And follow the simple instructions...

Backend CLI in Linux terminal:  
![screen_5](https://github.com/LucianoBestia/cargo_crev_reviews_workspace/raw/main/images/screen_5.png "screen_5")  
Frontend GUI in browser:  
![screen_6](https://github.com/LucianoBestia/cargo_crev_reviews_workspace/raw/main/images/screen_6.png "screen_6")  

## cargo tree

Cargo-tree is a Rust utility that shows all the ramification of dependencies in your Rust project. It is included inside the cargo utility.

## your personal reviews

Your personal reviews are the most important. Ideally, you want to personally review every crate, rate it and write something about it for your own use. You want to know that the dependencies your program is using are not malicious or unsound. If you have a boss, he will sooner or later ask you if you reviewed all the dependencies. With `cargo_crev_reviews` you have a basic tool to do that.  

Don't panic!  

To write a review you need to see the exact source code and other metadata about the crate.
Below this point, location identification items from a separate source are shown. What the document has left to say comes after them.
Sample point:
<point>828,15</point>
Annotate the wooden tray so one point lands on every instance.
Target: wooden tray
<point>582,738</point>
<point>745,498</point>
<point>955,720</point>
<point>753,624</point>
Click on the crate name in the list and it will open:

- VSCode in the directory with a copy of the original dependency source code
- [crev.dev](https://web.crev.dev/rust-reviews/crates/) for other people reviews
- crates.io for basic information
- lib.rs for extended information
- a list of all versions of that crate with your reviews added

Be warned that modern browsers block pop-ups and you have to allow that explicitly for this site `127.0.0.1`.  
If you don't have VSCode, you can change the code_editor in the `Config` menu.  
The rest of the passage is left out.